What is MaxCompute? - MaxCompute - Alibaba Cloud Documentation Center

MaxCompute is an enterprise-level cloud data warehouse that uses the software as a service (SaaS) model. MaxCompute is suitable for scenarios that require data analysis. It provides a fast, fully managed online data warehousing service in a serverless architecture. MaxCompute eliminates the constraints of traditional data platforms in terms of resource extensibility and elasticity, minimizes operations and maintenance (O&M) costs, and allows you to efficiently process and analyze large amounts of data at low costs.

As data collection techniques continue to diversify, enterprises in various industries accumulate terabytes, petabytes, or even exabytes of data. The rapid increase in the amount of data exceeds the processing capacity of the traditional software industry. MaxCompute provides offline and real-time data access, supports large-scale data computing and query acceleration, and provides data warehousing solutions and analysis and modeling services for various computing scenarios.

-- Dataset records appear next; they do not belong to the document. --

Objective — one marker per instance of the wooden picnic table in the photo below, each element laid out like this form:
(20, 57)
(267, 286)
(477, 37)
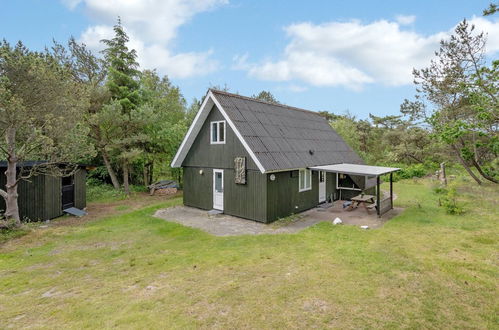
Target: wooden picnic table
(363, 199)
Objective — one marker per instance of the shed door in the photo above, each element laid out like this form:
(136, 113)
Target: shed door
(218, 190)
(68, 192)
(322, 186)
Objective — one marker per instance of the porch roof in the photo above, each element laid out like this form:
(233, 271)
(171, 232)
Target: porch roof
(356, 169)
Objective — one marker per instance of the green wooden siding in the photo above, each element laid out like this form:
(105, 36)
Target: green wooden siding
(203, 154)
(52, 195)
(198, 188)
(283, 197)
(40, 197)
(246, 200)
(80, 189)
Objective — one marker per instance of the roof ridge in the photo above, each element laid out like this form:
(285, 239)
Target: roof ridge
(264, 102)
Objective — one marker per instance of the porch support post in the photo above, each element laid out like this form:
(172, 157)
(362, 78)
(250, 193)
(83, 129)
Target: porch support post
(378, 193)
(391, 189)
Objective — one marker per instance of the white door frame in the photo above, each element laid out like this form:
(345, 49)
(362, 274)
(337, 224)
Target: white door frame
(324, 185)
(218, 197)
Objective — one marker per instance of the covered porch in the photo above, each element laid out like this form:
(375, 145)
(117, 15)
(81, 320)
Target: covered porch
(372, 179)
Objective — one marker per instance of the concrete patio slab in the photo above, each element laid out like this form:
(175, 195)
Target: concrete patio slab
(226, 225)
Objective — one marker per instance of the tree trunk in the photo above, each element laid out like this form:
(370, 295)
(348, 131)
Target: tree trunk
(442, 175)
(126, 186)
(466, 167)
(482, 173)
(151, 171)
(146, 175)
(10, 194)
(110, 171)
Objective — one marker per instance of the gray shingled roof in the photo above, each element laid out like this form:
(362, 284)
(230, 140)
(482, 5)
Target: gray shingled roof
(282, 137)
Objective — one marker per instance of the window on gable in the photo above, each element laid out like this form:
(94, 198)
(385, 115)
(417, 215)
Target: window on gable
(305, 180)
(218, 132)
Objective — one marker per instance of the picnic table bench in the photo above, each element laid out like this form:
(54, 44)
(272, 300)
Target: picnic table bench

MaxCompute also provides comprehensive data import solutions and various typical distributed computing models. It allows you to complete big data analytics without knowledge about distributed computing and maintenance.

MaxCompute is suitable for scenarios in which more than 100 GB of data needs to be stored or computed. MaxCompute can process up to exabytes of data and is widely used in Alibaba Group. MaxCompute is suitable for various big data processing scenarios, such as data warehousing and business intelligence (BI) analysis for large Internet enterprises, website log analysis, e-commerce transaction analysis, and exploration of user characteristics and interests.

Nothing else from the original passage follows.